Published on February 21, 2012
  • Signs of ill health at NBC’s much-marketed “Smash,” reports Adweek. The show depicts young hopefuls trying to make it on Broadway. After debuting on February 6 with 11.4 million viewers and a 3.8 rating among adults 18-49, it dropped to a 2.8 rating in week two. Even in its premiere, the show lost viewers, with 14.1 million tuning in at the top of the hour and 10.1 million watching the full hour. This is reminiscent of ABC’s short lived “My So-Called Life,” the 1994 teen drama; a darling among critics, a limited taste among viewers; but also of NBC’s “The West Wing,” which struggled in its 1999 premiere season, yet ran until 2006.
  • A potential ratings bonanza for Lifetime. Lindsey Lohan will be on the small screen, playing Elizabeth Taylor in the Lifetime TV movie “Liz and Dick,” reports Access Hollywood. No air date yet, but Lifetime scores big with its original movies—chiefly true-crime dramas with name actors, like its Rob Lowe vehicle “Drew Peterson: Untouchable,” which in January drew 5.8 million viewers on Saturday night, for a 4.25 rating. Supposedly, producer Larry Thompson has inked a “stay out of trouble” clause into Lohan’s contract.
  • “Vampire Diaries” hero Taylor Kinney will play an adrenaline-junkie firefighter in NBC’s “Chicago Fire,” reports Deadline Hollywood. Dick Wolf of the “Law & Order” franchise will produce.
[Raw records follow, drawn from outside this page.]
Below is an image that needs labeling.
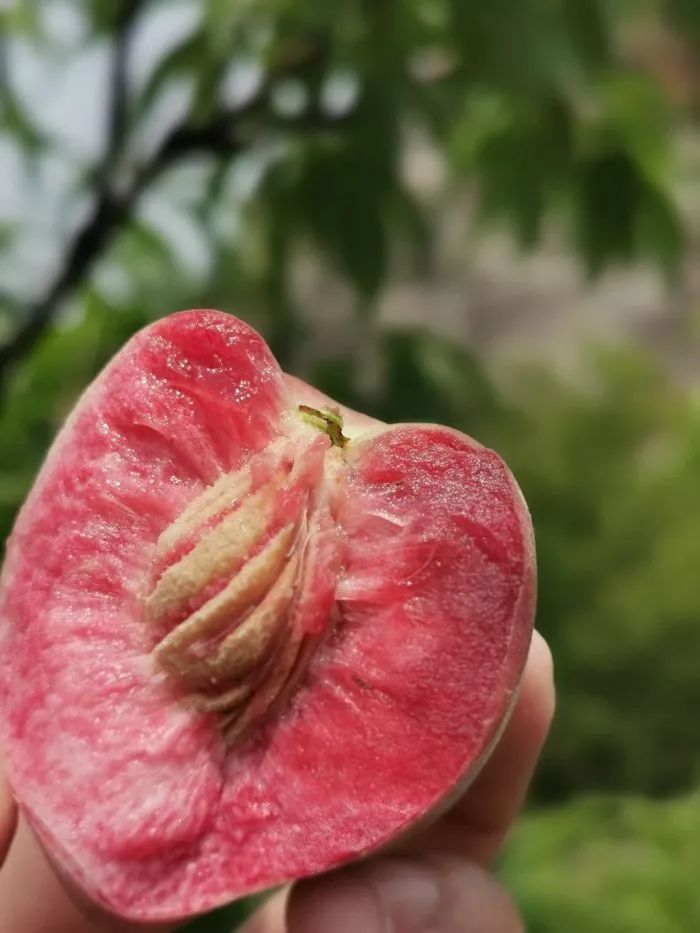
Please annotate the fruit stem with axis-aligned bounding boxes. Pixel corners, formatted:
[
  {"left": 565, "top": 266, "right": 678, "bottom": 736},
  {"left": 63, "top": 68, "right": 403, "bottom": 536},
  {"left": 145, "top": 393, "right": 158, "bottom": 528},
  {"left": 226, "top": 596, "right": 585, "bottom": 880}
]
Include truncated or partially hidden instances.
[{"left": 298, "top": 405, "right": 349, "bottom": 448}]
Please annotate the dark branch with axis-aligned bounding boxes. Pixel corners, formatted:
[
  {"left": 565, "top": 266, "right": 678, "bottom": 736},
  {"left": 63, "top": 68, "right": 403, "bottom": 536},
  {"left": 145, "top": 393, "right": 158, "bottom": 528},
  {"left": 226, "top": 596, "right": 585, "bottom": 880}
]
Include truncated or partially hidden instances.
[
  {"left": 0, "top": 119, "right": 244, "bottom": 388},
  {"left": 0, "top": 0, "right": 144, "bottom": 391},
  {"left": 0, "top": 35, "right": 346, "bottom": 394},
  {"left": 102, "top": 0, "right": 141, "bottom": 181}
]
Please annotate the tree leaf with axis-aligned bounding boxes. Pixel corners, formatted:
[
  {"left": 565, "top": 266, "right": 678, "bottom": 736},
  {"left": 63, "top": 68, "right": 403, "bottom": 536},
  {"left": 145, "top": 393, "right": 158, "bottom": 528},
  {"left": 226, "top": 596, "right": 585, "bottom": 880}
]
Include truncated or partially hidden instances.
[
  {"left": 134, "top": 31, "right": 204, "bottom": 122},
  {"left": 472, "top": 96, "right": 574, "bottom": 249},
  {"left": 0, "top": 0, "right": 42, "bottom": 38},
  {"left": 294, "top": 84, "right": 399, "bottom": 299},
  {"left": 665, "top": 0, "right": 700, "bottom": 41},
  {"left": 299, "top": 143, "right": 387, "bottom": 299},
  {"left": 637, "top": 181, "right": 685, "bottom": 281},
  {"left": 0, "top": 85, "right": 48, "bottom": 156},
  {"left": 572, "top": 149, "right": 641, "bottom": 276},
  {"left": 564, "top": 0, "right": 611, "bottom": 68}
]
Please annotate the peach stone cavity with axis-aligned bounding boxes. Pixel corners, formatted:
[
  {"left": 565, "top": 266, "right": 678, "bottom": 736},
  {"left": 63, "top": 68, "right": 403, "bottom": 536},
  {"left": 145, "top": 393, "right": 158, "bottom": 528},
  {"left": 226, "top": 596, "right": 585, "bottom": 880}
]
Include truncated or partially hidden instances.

Like “Law & Order: Criminal Intent,” this series will depict an “elite squad,” sent to tackle the most dangerous fires or rescue operations.
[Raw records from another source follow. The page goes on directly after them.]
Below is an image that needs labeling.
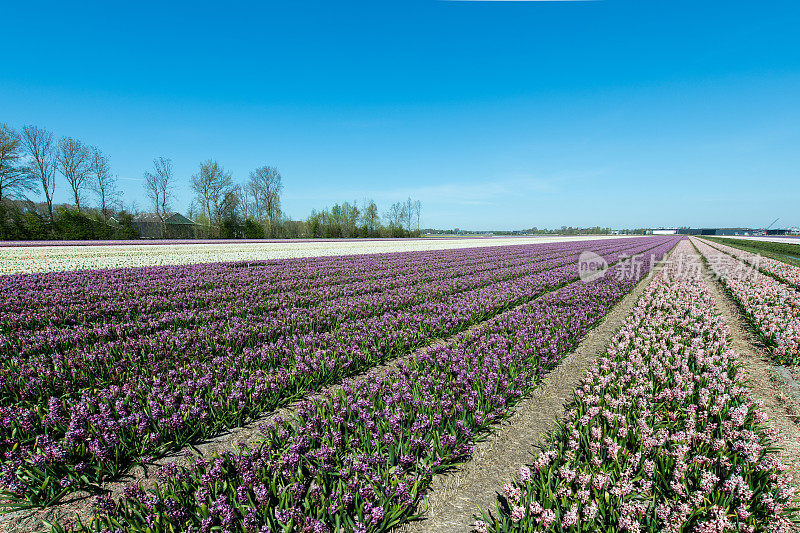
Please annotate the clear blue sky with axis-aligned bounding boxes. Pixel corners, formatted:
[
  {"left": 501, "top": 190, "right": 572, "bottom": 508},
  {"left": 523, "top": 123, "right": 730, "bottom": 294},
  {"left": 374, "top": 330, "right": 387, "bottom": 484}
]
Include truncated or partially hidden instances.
[{"left": 2, "top": 0, "right": 799, "bottom": 230}]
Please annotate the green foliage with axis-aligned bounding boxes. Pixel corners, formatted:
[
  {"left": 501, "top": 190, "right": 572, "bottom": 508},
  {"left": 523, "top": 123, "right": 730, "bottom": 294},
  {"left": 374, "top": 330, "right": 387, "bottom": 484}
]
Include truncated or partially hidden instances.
[
  {"left": 0, "top": 201, "right": 50, "bottom": 240},
  {"left": 220, "top": 219, "right": 243, "bottom": 239},
  {"left": 243, "top": 218, "right": 265, "bottom": 239},
  {"left": 0, "top": 201, "right": 140, "bottom": 241},
  {"left": 115, "top": 211, "right": 139, "bottom": 239},
  {"left": 53, "top": 207, "right": 114, "bottom": 240}
]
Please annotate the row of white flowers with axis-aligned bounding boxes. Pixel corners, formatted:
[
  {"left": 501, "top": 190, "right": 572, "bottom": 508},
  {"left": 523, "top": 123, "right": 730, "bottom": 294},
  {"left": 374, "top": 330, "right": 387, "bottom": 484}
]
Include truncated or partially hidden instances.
[{"left": 0, "top": 236, "right": 629, "bottom": 276}]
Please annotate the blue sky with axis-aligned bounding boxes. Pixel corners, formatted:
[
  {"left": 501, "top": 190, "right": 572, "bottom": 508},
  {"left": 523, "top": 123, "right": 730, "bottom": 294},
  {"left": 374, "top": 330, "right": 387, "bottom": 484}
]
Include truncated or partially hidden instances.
[{"left": 2, "top": 0, "right": 799, "bottom": 230}]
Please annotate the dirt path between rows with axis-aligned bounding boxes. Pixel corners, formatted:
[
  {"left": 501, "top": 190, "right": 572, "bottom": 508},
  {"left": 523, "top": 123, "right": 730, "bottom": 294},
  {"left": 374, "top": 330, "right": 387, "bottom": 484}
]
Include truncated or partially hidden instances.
[
  {"left": 690, "top": 238, "right": 800, "bottom": 529},
  {"left": 401, "top": 248, "right": 677, "bottom": 533}
]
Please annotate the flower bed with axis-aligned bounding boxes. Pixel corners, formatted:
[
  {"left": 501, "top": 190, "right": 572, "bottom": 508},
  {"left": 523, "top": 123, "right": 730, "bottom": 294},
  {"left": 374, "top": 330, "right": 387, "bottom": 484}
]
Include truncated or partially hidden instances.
[
  {"left": 700, "top": 237, "right": 800, "bottom": 289},
  {"left": 0, "top": 239, "right": 670, "bottom": 507}
]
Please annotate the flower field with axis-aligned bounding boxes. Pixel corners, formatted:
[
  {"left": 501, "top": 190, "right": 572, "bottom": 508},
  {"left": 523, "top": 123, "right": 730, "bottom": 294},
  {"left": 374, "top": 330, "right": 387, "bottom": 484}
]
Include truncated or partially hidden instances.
[
  {"left": 480, "top": 239, "right": 796, "bottom": 532},
  {"left": 0, "top": 238, "right": 674, "bottom": 529},
  {"left": 43, "top": 238, "right": 679, "bottom": 532},
  {"left": 0, "top": 237, "right": 673, "bottom": 516},
  {"left": 700, "top": 238, "right": 800, "bottom": 289},
  {"left": 693, "top": 238, "right": 800, "bottom": 363}
]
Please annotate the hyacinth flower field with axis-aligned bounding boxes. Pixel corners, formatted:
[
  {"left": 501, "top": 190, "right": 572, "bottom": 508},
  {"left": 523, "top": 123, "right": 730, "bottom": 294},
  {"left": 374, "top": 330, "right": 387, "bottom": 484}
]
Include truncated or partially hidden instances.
[
  {"left": 3, "top": 235, "right": 800, "bottom": 533},
  {"left": 699, "top": 238, "right": 800, "bottom": 290},
  {"left": 0, "top": 239, "right": 668, "bottom": 509},
  {"left": 46, "top": 239, "right": 676, "bottom": 532}
]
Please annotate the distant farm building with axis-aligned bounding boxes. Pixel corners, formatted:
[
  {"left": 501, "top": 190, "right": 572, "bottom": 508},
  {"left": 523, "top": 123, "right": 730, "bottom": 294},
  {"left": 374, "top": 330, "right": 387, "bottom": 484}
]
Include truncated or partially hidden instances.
[
  {"left": 652, "top": 228, "right": 677, "bottom": 235},
  {"left": 133, "top": 212, "right": 198, "bottom": 239}
]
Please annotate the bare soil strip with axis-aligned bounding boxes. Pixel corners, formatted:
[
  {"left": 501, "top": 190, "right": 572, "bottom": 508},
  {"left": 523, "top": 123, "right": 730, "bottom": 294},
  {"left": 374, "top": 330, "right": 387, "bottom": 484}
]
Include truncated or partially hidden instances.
[{"left": 400, "top": 249, "right": 676, "bottom": 533}]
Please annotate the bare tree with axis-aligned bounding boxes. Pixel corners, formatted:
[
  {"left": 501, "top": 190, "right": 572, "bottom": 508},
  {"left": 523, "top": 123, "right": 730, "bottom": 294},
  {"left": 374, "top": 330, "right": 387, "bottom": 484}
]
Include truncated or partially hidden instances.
[
  {"left": 143, "top": 157, "right": 174, "bottom": 229},
  {"left": 385, "top": 201, "right": 405, "bottom": 230},
  {"left": 236, "top": 184, "right": 254, "bottom": 220},
  {"left": 221, "top": 185, "right": 242, "bottom": 224},
  {"left": 360, "top": 199, "right": 380, "bottom": 235},
  {"left": 143, "top": 168, "right": 162, "bottom": 227},
  {"left": 57, "top": 136, "right": 91, "bottom": 211},
  {"left": 21, "top": 125, "right": 57, "bottom": 222},
  {"left": 405, "top": 197, "right": 413, "bottom": 233},
  {"left": 0, "top": 123, "right": 34, "bottom": 201},
  {"left": 247, "top": 166, "right": 283, "bottom": 237},
  {"left": 156, "top": 158, "right": 173, "bottom": 216},
  {"left": 89, "top": 147, "right": 117, "bottom": 219},
  {"left": 191, "top": 159, "right": 233, "bottom": 230},
  {"left": 413, "top": 199, "right": 422, "bottom": 232},
  {"left": 143, "top": 157, "right": 173, "bottom": 238}
]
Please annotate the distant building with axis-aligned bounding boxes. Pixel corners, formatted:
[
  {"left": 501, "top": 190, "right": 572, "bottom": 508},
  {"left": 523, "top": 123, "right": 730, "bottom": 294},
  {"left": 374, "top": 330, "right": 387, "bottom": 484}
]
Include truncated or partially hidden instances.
[
  {"left": 673, "top": 227, "right": 790, "bottom": 236},
  {"left": 652, "top": 228, "right": 677, "bottom": 235},
  {"left": 712, "top": 228, "right": 751, "bottom": 236},
  {"left": 133, "top": 212, "right": 198, "bottom": 239}
]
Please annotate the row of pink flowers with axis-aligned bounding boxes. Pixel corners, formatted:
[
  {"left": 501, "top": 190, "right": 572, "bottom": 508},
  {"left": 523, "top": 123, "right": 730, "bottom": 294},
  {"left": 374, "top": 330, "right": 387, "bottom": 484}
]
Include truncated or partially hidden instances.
[
  {"left": 693, "top": 238, "right": 800, "bottom": 362},
  {"left": 479, "top": 239, "right": 796, "bottom": 532},
  {"left": 700, "top": 238, "right": 800, "bottom": 288}
]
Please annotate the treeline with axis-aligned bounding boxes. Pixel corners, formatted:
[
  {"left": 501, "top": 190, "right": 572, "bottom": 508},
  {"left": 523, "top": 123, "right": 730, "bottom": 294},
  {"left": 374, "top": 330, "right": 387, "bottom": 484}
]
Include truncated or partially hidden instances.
[
  {"left": 0, "top": 122, "right": 138, "bottom": 240},
  {"left": 0, "top": 122, "right": 423, "bottom": 241},
  {"left": 306, "top": 198, "right": 421, "bottom": 238}
]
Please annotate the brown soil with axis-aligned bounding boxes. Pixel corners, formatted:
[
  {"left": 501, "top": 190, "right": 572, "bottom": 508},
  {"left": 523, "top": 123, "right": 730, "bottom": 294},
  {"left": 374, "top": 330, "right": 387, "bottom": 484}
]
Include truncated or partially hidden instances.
[{"left": 400, "top": 250, "right": 675, "bottom": 533}]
  • Spike has cancelled “Blue Mountain State,” and will focus on unscripted series, reports TVByTheNumbers. The scripted half-hour series followed the misadventures of a college football team, and ran for three seasons. Spike will shift its focus from scripted programming to the relatively low-cost reality programming, according to Variety, which interviewed Spike’s executive VP of original series. It has picked up a second season of 13 episodes of “Ink Master,” an elimination show about tattoo artistry, and will premiere “American Digger” on March 20. “Digger” follows one-time pro wrestler Ric Savage, looking for buried treasure in back yards.
  • Cable channels took some top honors at last week’s 43rd Annual NAACP Image Awards, reports Multichannel News. Malcolm Jamal Warner took best actor for BET’s “Read Between The Lines,” and co-star Tracy Ellis Ross for Best Actress. TBS’s “Tyler Perry’s House of Payne” won best comedy series, and star Keshia Night Pulliam earned best supporting actress in a comedy series. HBO’s “Thurgood,” a biopic of Supreme Court Justice Thurgood Marshall, won for outstanding original film or mini-series, and its star Laurence Fishburne for outstanding actor.